Leeds Central Police Station
West Yorkshire
“No,” Darren managed, finding his voice at last as he stared at the blank wall of his small office. Remembering the call from Mehreen, her insistence on obtaining the route information for Besimi’s transport. “That’s not possible.”
“I found it hard to believe myself,” came MacCallum’s voice from the other end of the line at Thames House. “Mehreen has been more than a colleague, she’s been a friend.”
“You’re not hearing me,” Darren snapped back, anger boiling over. “I didn’t say it was hard to believe—I said it wasn’t sodding true.

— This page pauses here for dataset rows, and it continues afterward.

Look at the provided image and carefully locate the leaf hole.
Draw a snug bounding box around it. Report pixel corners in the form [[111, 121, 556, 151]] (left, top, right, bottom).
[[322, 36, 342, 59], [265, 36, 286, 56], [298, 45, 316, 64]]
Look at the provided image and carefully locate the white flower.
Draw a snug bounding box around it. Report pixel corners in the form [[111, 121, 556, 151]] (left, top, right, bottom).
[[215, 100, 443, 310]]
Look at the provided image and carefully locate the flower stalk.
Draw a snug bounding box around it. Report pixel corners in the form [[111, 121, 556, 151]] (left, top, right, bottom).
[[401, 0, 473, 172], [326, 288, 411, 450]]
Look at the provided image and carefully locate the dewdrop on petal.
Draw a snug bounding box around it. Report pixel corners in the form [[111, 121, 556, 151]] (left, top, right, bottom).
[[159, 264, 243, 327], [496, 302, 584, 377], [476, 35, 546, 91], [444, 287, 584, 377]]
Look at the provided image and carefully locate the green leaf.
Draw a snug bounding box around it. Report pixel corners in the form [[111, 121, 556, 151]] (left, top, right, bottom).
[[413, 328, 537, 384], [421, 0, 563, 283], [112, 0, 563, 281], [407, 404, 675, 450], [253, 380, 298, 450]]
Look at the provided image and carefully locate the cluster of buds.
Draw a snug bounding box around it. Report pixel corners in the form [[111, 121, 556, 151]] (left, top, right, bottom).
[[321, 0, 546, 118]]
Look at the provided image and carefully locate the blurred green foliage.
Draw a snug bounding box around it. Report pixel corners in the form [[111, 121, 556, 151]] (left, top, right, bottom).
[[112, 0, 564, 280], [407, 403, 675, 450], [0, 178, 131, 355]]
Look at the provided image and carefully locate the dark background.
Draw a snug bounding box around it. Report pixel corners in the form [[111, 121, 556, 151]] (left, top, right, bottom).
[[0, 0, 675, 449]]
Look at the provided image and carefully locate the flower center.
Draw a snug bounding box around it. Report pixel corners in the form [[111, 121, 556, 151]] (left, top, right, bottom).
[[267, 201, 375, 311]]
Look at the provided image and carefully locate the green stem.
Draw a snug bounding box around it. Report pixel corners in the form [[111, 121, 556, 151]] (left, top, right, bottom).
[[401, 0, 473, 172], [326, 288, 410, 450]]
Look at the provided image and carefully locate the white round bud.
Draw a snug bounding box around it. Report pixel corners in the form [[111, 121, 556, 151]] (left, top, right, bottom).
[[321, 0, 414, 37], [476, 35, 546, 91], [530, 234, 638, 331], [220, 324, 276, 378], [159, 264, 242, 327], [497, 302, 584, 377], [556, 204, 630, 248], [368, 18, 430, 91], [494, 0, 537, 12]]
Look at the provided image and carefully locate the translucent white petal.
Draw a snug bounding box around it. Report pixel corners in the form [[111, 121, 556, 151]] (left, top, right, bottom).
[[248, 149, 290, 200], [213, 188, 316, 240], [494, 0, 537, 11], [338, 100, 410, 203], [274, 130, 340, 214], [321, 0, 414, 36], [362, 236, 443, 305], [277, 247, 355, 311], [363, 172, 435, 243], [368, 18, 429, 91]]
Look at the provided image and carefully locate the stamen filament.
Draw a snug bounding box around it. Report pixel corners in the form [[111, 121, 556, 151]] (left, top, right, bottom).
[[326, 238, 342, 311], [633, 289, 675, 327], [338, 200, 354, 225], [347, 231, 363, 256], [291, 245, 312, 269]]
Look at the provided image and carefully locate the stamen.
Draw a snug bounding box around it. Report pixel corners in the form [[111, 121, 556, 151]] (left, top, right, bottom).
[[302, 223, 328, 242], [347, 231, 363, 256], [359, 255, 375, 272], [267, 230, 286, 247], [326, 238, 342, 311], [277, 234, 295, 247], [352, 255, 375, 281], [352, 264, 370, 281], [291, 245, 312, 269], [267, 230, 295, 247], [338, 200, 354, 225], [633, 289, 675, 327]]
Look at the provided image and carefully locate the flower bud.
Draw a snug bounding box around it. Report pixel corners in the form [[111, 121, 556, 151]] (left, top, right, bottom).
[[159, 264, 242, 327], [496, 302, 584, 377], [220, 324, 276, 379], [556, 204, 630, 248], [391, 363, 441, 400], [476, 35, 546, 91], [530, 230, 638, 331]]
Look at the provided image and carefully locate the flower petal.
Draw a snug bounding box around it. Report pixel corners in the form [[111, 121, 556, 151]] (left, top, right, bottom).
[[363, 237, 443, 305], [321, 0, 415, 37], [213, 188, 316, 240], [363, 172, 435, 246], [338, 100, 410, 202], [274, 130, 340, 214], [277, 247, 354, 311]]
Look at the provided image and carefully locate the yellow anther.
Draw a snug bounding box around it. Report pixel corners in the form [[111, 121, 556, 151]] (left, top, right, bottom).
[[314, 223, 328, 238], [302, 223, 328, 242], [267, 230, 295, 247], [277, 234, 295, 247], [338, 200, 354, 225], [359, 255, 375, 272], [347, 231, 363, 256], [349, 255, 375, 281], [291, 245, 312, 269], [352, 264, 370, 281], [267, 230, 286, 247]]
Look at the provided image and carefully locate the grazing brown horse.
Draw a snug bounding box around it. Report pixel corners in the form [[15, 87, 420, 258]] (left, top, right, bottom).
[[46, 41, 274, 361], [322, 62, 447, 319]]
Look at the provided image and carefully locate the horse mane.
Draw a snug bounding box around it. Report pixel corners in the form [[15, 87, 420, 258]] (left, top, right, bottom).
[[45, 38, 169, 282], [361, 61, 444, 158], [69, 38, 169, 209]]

I served with Nick Crawford in Iraq, had him pull my arse out of the fire more than a time or two. If it wasn’t for him, I might not be standing here today—least there’d be a lot less of me here. No way his wife is one of them.”
And yet he could see the faces of the murdered constables who had made up Besimi’s escort. Silent, haunting condemnation in their eyes.
My God, what have I done?
11:04 P.M.
Outside the Rahman residence
Leeds, North Yorkshire
“Lights just went off in the front room,” Jan Traeg announced, monitoring the screens before her in the back of the surveillance van. “Looks like he’s home to stay.”
They should be so lucky, the American intelligence officer thought—massaging her neck gently with both hands. But they weren’t. She was missing her daughter’s anime convention for this. All because some madman wanted to set the world afire.
Then again…a wry grimace passed across her face, envisioning her husband amidst a sea of twenty thousand screaming teenage girls. Per
haps she was better off here.
“Dennis should be almost back by now, shouldn’t he?” she asked her counterpart, glancing at the screen of her phone to confirm the time. The second British officer had gone out for a coffee run quite a while before.
“Nearly,” the man replied, seeming unconcerned. “Pretty near time for checkin with McBrien’s crew.”
The other van was parked on a flanking street, watching the exit of an alley that stretched behind Rahman’s flat, finally coming to a stop in a dead end behind the row of buildings.
“Echo 1,” he began, picking up the radio, “calling Echo 2. How copy?”
“Loud and clear, Echo 1,” a thick Cockney accent came back in reply. “All’s quiet.”
There were two vans, the watcher thought—aiming his binoculars through the Vauxhall’s windshield. Unmarked, but clearly identifiable if you knew what you were looking for. Standard protocol for the Security Services on a surveillance op like this one.
Two vans, three officers in each. Two, he corrected himself, glancing back at the barely visible form of the British officer lying unconscious and bound in his backseat.
The van watching the front of the residence was now down a man.
He pushed open the driver’s side door of the Vauxhall, his balaclava-masked face visible in the glow of the streetlight for only a moment before he raised a gloved hand from his side, casually putting a single bullet through the light.
Fiery sparks fell to the street, soon consumed in darkness as he moved around to the rear of the car, removing a messenger bag from the boot.
He took another look down the street toward the van as he unzipped the bag, his fingers closing around a metal cylinder. Time to do this.
11:09 P.M.
Boredom was the most formidable enemy you faced on any surveillance operation. It dulled the senses, took off the edge.
The only solution was to rotate personnel incessantly, Jan thought—scanning the screens once more in an effort to keep herself alert—but that was getting more difficult as time wore on. As the civil unrest in the UK continued to build.